Bütün bunlar olurken, her şey güllük gülistanlık mıydı? Rusya gerçekleşmiş bir yeryüzü cenneti mi olmuştu? Hayır, elbette değildi, elbette alınacak çok yol vardı, ancak daha güzel bir dünyanın kapıları aralanmıştı bir kere. Dehşet içindeki kapitalist/emperyalist devletler ordularını devrimi boğmak için Rusya’ya gönderirken, derin bir sosyal ve ekonomik krizin pençesinde kıvranan Almanya, İtalya, Avusturya, Macaristan, İspanya, Çin gibi bir dizi ülke devrimlerle sarsılmaya başladı. Avrupa’nın birçok ülkesinde işçi ve asker konseyleri iktidarı ele geçirdi. Bu ülkelerde de ezilenler muazzam sosyal ve ekonomik haklar elde ettiler.
1917’den bugüne
Ne yazık ki Ekim Devrimi kalıcı olmadı. Avrupa ülkelerinde yaşanan devrimlerin boğulmasının ardından tek ülkeye sıkışan devrim, Stalin önderliğindeki bürokrasi tarafından ele geçirildi. Rusya’da artık adı sosyalizm olan, ancak aslında kapitalizmin farklı bir türünden başka bir şey olmayan bir sistem kurulmuştu. İşçi sınıfının kazanımlarının neredeyse tümü elinden alındı, sosyalizmin temel ilkesi olan işçi iktidarı sona erdirilerek parti iktidarına dönüştürüldü, kazanılan hak ve özgürlükler yerlerini baskı ve zorbalığa bıraktı.
Ancak yine de Ekim Devrimi bütün dünyada başka bir dünya isteyenlere dev bir mücadele mirası bıraktı. Her şeyden önce, kazanmanın mümkün olduğunu gösterdi. Yıkılmaz denilen yüzlerce yıllık çarlık, birkaç günde tarihin çöplüğüne gönderildi. Bu miras, hâlâ hayatta olduğunu, çok da uzak olmayan bir geçmişte bize defalarca gösterdi. Yıkılmaz denilen Stalinist diktatörlükler, zalim başkanlar tarafından yönetilen Arap diktatörlükleri, yeter artık diye ayağa kalkan ezilenler tarafından yok edildi. Şu anda da dünya hepimizin canını yakan derin bir krizin eşiğinde. Üstelik bu kriz sadece ekonomik boyutuyla değil, ekolojik boyutuyla da can yakıyor. Can yakmaktan çok öte, dünyayı geri dönüşü mümkün olmayan bir şekilde yaşanmaz bir yer haline getirmeye hazırlanıyor. Sadece insanlar için değil, dünyayı paylaştığımız bütün canlılar için de.
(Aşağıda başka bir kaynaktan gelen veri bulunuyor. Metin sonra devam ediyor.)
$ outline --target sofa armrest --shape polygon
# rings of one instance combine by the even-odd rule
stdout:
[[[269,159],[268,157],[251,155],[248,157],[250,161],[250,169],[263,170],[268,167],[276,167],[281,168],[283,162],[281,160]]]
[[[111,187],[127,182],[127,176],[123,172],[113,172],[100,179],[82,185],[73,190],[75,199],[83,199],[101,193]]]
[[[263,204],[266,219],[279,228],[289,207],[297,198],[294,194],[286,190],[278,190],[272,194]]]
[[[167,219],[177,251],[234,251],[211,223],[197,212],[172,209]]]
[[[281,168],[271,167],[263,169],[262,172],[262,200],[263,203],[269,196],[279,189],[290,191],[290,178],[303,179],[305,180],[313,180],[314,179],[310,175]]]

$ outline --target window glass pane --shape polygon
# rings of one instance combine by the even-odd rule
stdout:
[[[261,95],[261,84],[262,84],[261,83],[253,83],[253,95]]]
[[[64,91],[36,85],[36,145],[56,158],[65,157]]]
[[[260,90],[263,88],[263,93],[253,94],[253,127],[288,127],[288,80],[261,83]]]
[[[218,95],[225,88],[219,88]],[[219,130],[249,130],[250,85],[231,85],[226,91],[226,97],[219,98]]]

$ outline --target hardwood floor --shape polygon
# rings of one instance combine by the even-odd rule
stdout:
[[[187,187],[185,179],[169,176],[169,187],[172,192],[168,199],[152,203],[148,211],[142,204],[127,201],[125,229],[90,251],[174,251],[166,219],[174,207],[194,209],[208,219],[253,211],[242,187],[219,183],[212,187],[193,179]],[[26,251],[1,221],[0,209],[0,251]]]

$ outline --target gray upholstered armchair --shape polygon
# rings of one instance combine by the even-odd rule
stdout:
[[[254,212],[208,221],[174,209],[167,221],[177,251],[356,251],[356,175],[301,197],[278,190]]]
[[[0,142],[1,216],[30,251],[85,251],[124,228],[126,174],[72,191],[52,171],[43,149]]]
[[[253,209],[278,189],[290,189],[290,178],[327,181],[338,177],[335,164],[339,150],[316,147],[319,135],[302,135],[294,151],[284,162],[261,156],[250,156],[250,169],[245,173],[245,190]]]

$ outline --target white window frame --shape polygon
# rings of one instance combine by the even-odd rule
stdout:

İçinde bulunduğumuz korkunç durumdan çıkmak için bir kılavuz arıyorsak, Ekim Devrimi’nden daha iyisini bulmak mümkün değil. Ekim Devrimi bize sıradan insanların dünyayı değiştirmeye muktedir olduğunu gösterdi. Kazandığı başarıları, idealleri, hataları ve trajik sonuyla hem bize yol gösteriyor, hem de hatırlatmayı ihmal etmiyor: Dünyanın bütün ezilenleri, birleşin! Zincirlerinizden başka kaybedeceğiniz bir şey yok ama kazanacağınız harika bir dünya, Ekim Devrimi’nin işaret ettiği yolda sizi bekliyor!